After its $7.5 billion acquisition on Monday, Microsoft announced it would be replacing GitHub’s current CEO, co-founder Chris Wanstrath, with one of its own vice presidents, Nat Friedman.
Friedman today took to GitHub to introduce himself as the site’s new head honcho, and put to rest any ideas that he’s a suit without the credentials required for the new job.
In fact, the hoodie-clad Friedman went to great lengths to tout his development background. “I’ve been a developer since I was six,” Friedman said. He’s been active in open source since the 90s, and that’s where he discovered Linux. His first GitHub commit was in 2009, when the site was just a year old.
Since then, he’s gone on to found “a couple of open source companies” and maintains that the partnership with Microsoft is, indeed, a good thing.
When letting the Octocat out of the bag, Friedman stressed that GitHub would operate as an independent entity, and that the plan is to retain its product philosophy and deep-seated ties to the open-source community. While the former is basically boilerplate at this point, the optimist in me wants to believe the latter is true.
According to the blog post:
- GitHub will operate independently as a community, platform, and business.This means that GitHub will retain its developer-first values, distinctive spirit, and open extensibility. We will always support developers in their choice of any language, license, tool, platform, or cloud.
- GitHub will retain its product philosophy.
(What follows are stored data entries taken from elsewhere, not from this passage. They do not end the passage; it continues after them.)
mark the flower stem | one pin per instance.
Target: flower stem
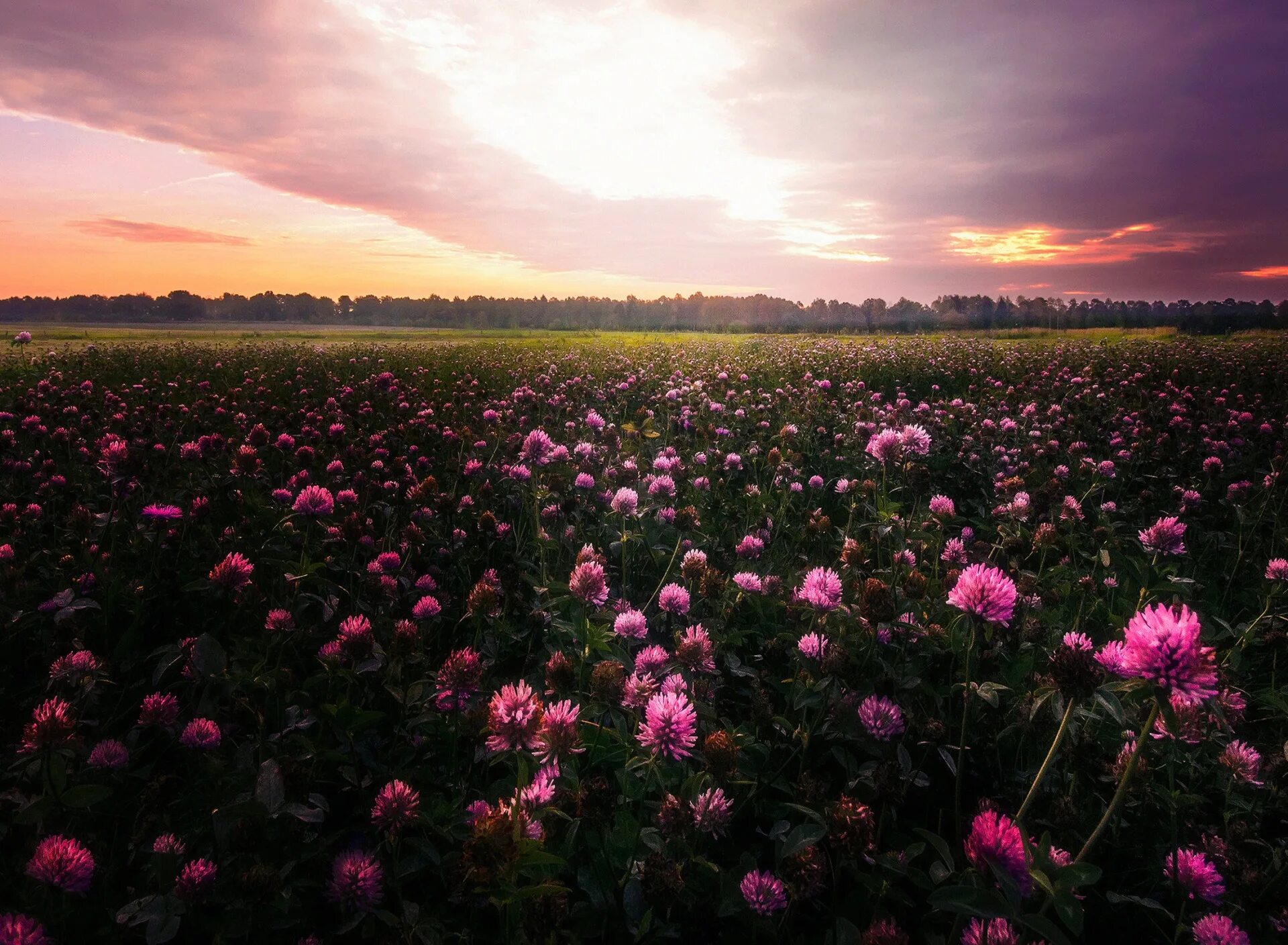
(1122, 784)
(1046, 762)
(961, 738)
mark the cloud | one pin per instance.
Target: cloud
(315, 99)
(1041, 244)
(154, 232)
(718, 142)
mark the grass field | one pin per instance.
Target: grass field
(298, 333)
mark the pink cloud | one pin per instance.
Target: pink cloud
(309, 99)
(152, 232)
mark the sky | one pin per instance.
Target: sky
(806, 148)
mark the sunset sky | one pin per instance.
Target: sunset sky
(839, 150)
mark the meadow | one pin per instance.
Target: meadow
(325, 636)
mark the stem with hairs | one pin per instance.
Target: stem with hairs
(1122, 784)
(1046, 762)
We love GitHub because of the deep care and thoughtfulness that goes into every facet of the developer’s experience. I understand and respect this, and know that we will continue to build tasteful, snappy, polished tools that developers love.
Friedman closes the post by ensuring the community that he isn’t asking for your trust, but that he intends to earn it. He also reminded everyone he’s scheduled to do a Reddit AMA in a few days. Get those questions ready.